Music Copyright Laws: Using cover song versions legally
A search for Hendrix's publishing was another matter entirely.
Depending on which performance rights organization I searched through, both
"Bella Godiva Music" and/or "Experience Hendrix LLC" administered Hendrix's
publishing rights. To make a long story short, Experience Hendrix LLC was the
correct one. I sent my same "pre-fab" letter to their P.O. Box (the only indicated
address); it came back three weeks later as "undeliverable to addressee" because
nobody signed for it. (Again, I sent it certified w/return receipt-a bad
idea for P.O. boxes, apparently.) On a deadline by now (I was looking to release
this disc in a couple months), I located a phone number for Experience Hendrix
LLC and got the ball rolling that way. They requested I e-mail their Music Publishing
& Licensing contact, asking them to e-mail me back (as an attachment): "a
downloadable version of the form I need to submit in order to obtain a mechanical
license for the making and distribution of 1000 CDs-Track: 'Castles Made
of Sand'." I was also informed that they needed to approve a copy of my "cover
version" first, before they could grant me a mechanical license. Fine by me!

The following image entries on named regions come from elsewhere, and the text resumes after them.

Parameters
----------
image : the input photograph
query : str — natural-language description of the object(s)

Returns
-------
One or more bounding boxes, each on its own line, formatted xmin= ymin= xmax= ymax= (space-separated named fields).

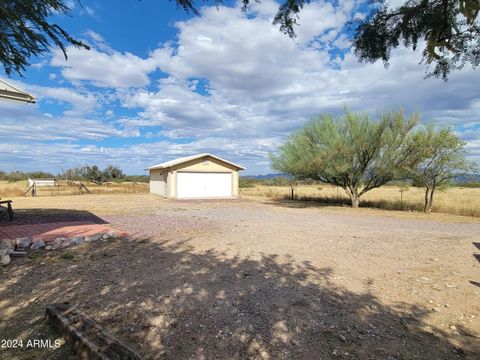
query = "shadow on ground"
xmin=1 ymin=208 xmax=106 ymax=226
xmin=0 ymin=239 xmax=480 ymax=359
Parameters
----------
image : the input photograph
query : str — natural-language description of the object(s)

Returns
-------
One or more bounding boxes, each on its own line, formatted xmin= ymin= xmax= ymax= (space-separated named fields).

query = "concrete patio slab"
xmin=0 ymin=221 xmax=126 ymax=241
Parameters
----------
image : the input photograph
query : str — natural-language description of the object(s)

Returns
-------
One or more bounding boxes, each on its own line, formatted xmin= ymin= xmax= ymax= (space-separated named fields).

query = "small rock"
xmin=60 ymin=238 xmax=75 ymax=249
xmin=0 ymin=239 xmax=15 ymax=255
xmin=30 ymin=240 xmax=45 ymax=250
xmin=0 ymin=249 xmax=13 ymax=257
xmin=102 ymin=231 xmax=117 ymax=240
xmin=85 ymin=234 xmax=103 ymax=242
xmin=0 ymin=255 xmax=10 ymax=265
xmin=15 ymin=236 xmax=32 ymax=249
xmin=50 ymin=238 xmax=66 ymax=250
xmin=72 ymin=236 xmax=85 ymax=245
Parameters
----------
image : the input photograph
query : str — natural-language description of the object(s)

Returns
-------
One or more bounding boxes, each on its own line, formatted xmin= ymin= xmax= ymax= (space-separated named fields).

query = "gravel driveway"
xmin=0 ymin=195 xmax=480 ymax=359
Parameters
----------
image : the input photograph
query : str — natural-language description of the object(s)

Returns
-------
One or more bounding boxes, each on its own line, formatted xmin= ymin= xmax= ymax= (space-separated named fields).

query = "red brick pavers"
xmin=0 ymin=221 xmax=126 ymax=241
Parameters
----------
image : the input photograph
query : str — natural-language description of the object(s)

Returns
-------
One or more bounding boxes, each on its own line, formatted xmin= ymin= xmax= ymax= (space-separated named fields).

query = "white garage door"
xmin=177 ymin=172 xmax=232 ymax=199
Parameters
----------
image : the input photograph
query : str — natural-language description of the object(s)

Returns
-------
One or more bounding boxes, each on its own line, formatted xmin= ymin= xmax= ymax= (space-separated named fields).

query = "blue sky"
xmin=0 ymin=0 xmax=480 ymax=174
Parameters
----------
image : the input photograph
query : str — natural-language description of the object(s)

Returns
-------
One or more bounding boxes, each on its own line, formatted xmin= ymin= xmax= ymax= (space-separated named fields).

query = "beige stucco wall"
xmin=159 ymin=157 xmax=239 ymax=199
xmin=150 ymin=170 xmax=167 ymax=196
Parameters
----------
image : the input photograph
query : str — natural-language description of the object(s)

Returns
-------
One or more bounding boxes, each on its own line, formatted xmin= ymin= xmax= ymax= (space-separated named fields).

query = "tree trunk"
xmin=423 ymin=187 xmax=430 ymax=212
xmin=350 ymin=192 xmax=360 ymax=208
xmin=428 ymin=186 xmax=435 ymax=213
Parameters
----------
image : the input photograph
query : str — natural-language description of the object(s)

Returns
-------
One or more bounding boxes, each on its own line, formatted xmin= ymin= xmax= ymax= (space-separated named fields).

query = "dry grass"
xmin=0 ymin=181 xmax=149 ymax=198
xmin=240 ymin=185 xmax=480 ymax=217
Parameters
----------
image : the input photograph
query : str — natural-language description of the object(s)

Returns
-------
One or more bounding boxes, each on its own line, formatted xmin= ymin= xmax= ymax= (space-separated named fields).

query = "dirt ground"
xmin=0 ymin=194 xmax=480 ymax=359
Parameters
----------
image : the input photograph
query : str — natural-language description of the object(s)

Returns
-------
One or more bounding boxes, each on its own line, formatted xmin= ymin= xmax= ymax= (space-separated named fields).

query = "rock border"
xmin=0 ymin=230 xmax=126 ymax=265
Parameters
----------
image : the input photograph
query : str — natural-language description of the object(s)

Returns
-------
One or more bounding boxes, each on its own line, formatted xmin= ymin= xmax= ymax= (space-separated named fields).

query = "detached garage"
xmin=147 ymin=154 xmax=245 ymax=199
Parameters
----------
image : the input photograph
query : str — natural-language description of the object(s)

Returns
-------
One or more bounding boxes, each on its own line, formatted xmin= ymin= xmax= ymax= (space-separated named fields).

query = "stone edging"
xmin=0 ymin=230 xmax=125 ymax=265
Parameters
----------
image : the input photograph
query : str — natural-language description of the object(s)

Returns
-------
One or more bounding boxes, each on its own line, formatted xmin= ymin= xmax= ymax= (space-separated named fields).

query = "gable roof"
xmin=0 ymin=79 xmax=36 ymax=104
xmin=146 ymin=153 xmax=245 ymax=170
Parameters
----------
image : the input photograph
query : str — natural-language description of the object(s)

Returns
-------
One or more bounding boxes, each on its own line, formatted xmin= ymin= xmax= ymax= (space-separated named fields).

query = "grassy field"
xmin=240 ymin=184 xmax=480 ymax=217
xmin=0 ymin=180 xmax=149 ymax=198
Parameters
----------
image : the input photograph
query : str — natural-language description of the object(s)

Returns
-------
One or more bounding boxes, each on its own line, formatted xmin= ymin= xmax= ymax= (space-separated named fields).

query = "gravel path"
xmin=0 ymin=198 xmax=480 ymax=359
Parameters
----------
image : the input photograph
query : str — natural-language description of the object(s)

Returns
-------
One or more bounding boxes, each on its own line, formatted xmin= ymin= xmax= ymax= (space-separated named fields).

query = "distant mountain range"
xmin=242 ymin=174 xmax=289 ymax=180
xmin=242 ymin=174 xmax=480 ymax=184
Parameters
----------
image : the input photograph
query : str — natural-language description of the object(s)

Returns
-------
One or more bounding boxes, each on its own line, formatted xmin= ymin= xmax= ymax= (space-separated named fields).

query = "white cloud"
xmin=0 ymin=1 xmax=480 ymax=173
xmin=50 ymin=46 xmax=156 ymax=88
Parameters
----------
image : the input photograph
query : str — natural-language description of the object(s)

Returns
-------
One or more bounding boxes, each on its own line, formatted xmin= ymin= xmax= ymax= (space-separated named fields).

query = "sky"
xmin=0 ymin=0 xmax=480 ymax=175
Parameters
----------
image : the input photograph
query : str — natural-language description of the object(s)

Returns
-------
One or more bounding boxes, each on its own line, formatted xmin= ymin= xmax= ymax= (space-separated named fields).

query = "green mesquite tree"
xmin=410 ymin=126 xmax=474 ymax=212
xmin=271 ymin=111 xmax=418 ymax=208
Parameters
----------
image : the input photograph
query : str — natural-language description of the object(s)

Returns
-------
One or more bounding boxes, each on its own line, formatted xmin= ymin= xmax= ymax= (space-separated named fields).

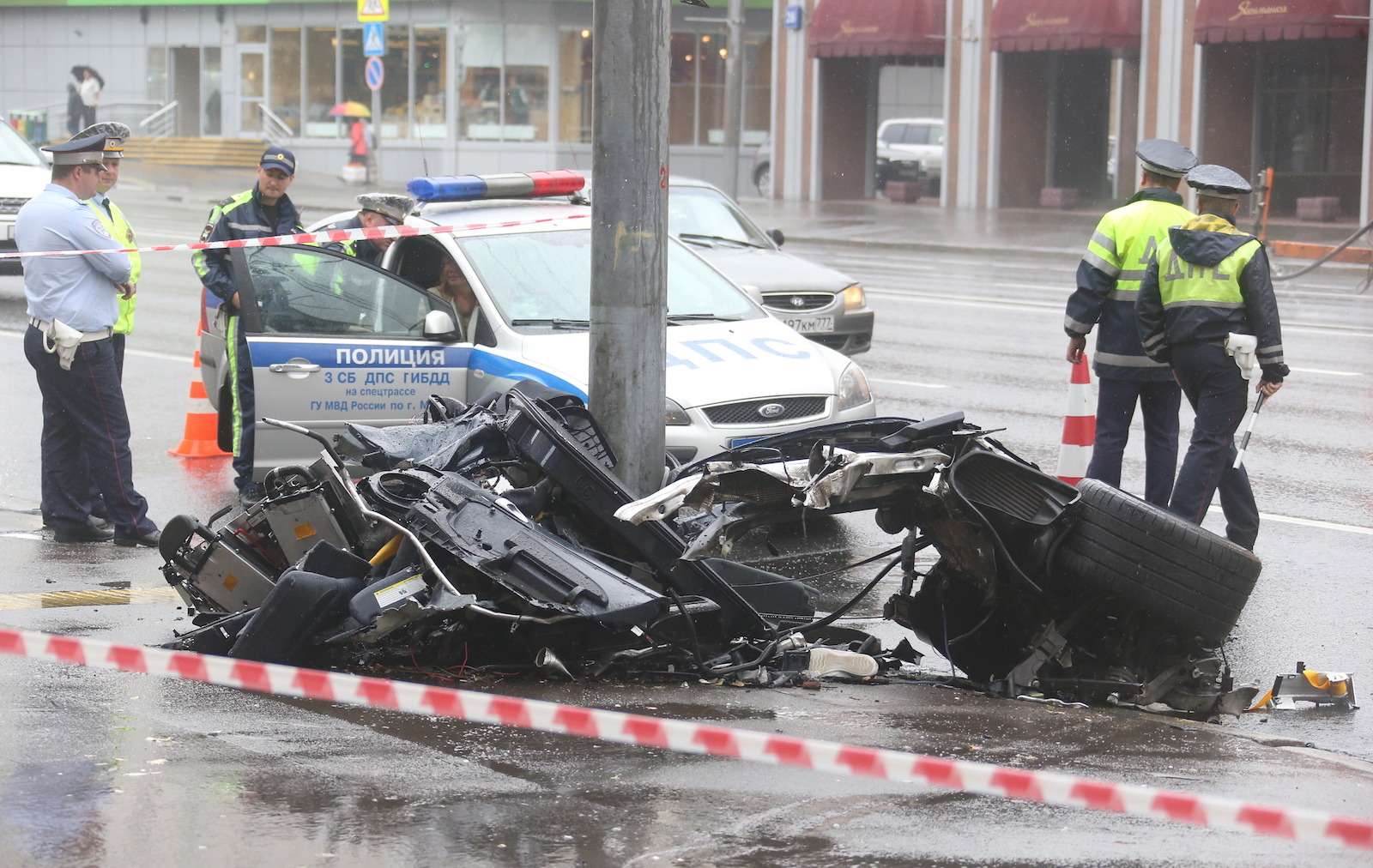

I sent them a CD-R copy of my almost-final mix, with their filled-out e-mail
form (replete with Hendrix logo!), and a few weeks later, finally got the official
So there you have it: Two of three possible paths for legally
covering another artist's song. In the end, if you go direct to the publisher,
you'll do away with the HFA's $10 filing fee. Personally, given the time it
took "going direct" (to say nothing of the anxiety it caused), I'd gladly pay
that $10 any day of the week! You'll just need to weigh your own personal "time
vs. money" options.
So what about licensing method #3? Well, if you've exhausted all
reasonable means and can't locate the copyright holder(s) for the song(s) you've
covered, you can file the same Notice of Intention to Obtain a Compulsory
License with the Library of Congress, Copyright Office, Licensing Division.
Each song needs to be filed separately, and there's a $12 filing fee (per song).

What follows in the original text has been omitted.